This blog is about family travel around the world without leaving the UK. We do this in a bid to be less polluting and tackle climate change while at the same time keeping a global outlook. Leicestershire is a place my family haven’t visited much despite it's fascinating battlegrounds, role in the industrial revolution and upkeep of traditional rural crafts –
partly because it seems hard to get around, or at least it did until I found
these travel tips On my most recent get-to-know Leicester trip I took a train from
London-Grantham and a friend picked me up, but there’s a station in Melton
Mowbray and some buses. Words from Nicola Baird (see www.nicolabaird.com for more info about my books and blogs).
The Midland cities may have a certain grimness, eg Birmingham, Derby, Leicester and Grantham, but they are surrounded by heart-achingly beautiful shires. The town of Melton Mowbray is in a part of Leicestershire that is especially lovely and you may find your way there enjoying views of the dramatic
escarpment-sited Belvoir Castle. But almost any of the vales give you a huge
view as if you are looking down on the landscape from a glider.
I also love the wide and often uncut verges around Melton Mowbray, which during the summer are blanketed in wild flowers. The grass verge offers an escape route for cyclists and walkers if you are squeezed by a speeding car. In fact these verges are giant-sized compared to verges in other bits of England because the Leicestershire lanes were busy sheep drove roads - used to ensure passing flocks were able to graze as they travelled to the markets.
Eye spy Leicestershire: for your journey to Melton Mowbray
- Food: Stilton cheese, Red Leicester cheese, Pork pie
- Spot: Belvoir Castle
- Cheer for: Leicester longhorn cattle, Red kites over the fields/motorway
1) Melton Mowbray's got a great
museum & it needs saving
The Melton Carnegie Museum is a complete gem, but like so
many in the UK it is in great danger of having its funding cut. The exhibits
introduce the rural crafts that Leicestershire excelled in – and in some cases, eg, stilton making, still does. You can see
some of the old cheese making equipment at the museum. Or try sitting at a traditional pub
table and have a go at dominoes.
Suggestions to keep this museum going – don’t cut its
funding and add a café! There’s plenty of space near the two-headed calf. The
museum is already really child-friendly but with a café it would be brilliant.
2) The two-headed
calf at the Melton Mowbray museum
If you haven’t yet seen a two-headed (and two-tailed) calf
then you need to go and see this ginger beauty ASAP. It’s a sad story, as the
calf died very soon after being born, but a great way to get kids interested in
the exhibits.
3) It’s got great cheese, pies & food festivals
Melton Mowbray is one of the five homes of Stilton cheese as well as Melton Mowbray pork pies. The old bootmakers, saddlers and horse livery yards may be gone, but cheese is still in the town’s DNA.
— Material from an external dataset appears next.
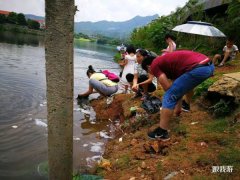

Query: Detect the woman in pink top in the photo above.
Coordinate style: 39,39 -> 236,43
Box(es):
162,34 -> 177,55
You can try Stilton cheese any time, but a real treat should be the Artisan Cheese Fair from 30 April-1 May 2016. This claims to be Europe’s largest cheese fair, who’d have thought the UK did the biggest and best cheese fairs? You can also go to Melton Mowbray and buy local specialities from the Melton Cheeseboard.
Every autumn there's also the Melton Mowbray Food Festival from 3-4 October 2015 showcasing around 150 local producers’ tasty products including cheese, pies, gold-infused bubbly and steamed puddings.
4) Find out about
foxhunting
The Melton Carnegie Museum specialises in rural crafts including the trades
that support foxhunting. Melton Mowbray became the epi-centre of foxhuting after
Hugo Meynell popularised riding after hounds in the 18th century.
For the next 150 years, from winter to spring, the area was packed with the
bold and rich who would rent local houses in order to hunt with the Belvoir,
Cottesmore and Quorn. Many of the town’s trades developed to cater for the winter guests
including numerous livery stables which kept at least 1,000 horses.
Hunting raises very mixed emotions now, but at the start of the 20th century locals crowded to see the hunt set off. As many as 4,000 people on foot plus 300 riders turned up at the Quorn Hunt opening
meet in November 1912, see for yourself on this short clip from Media Archive for Central England.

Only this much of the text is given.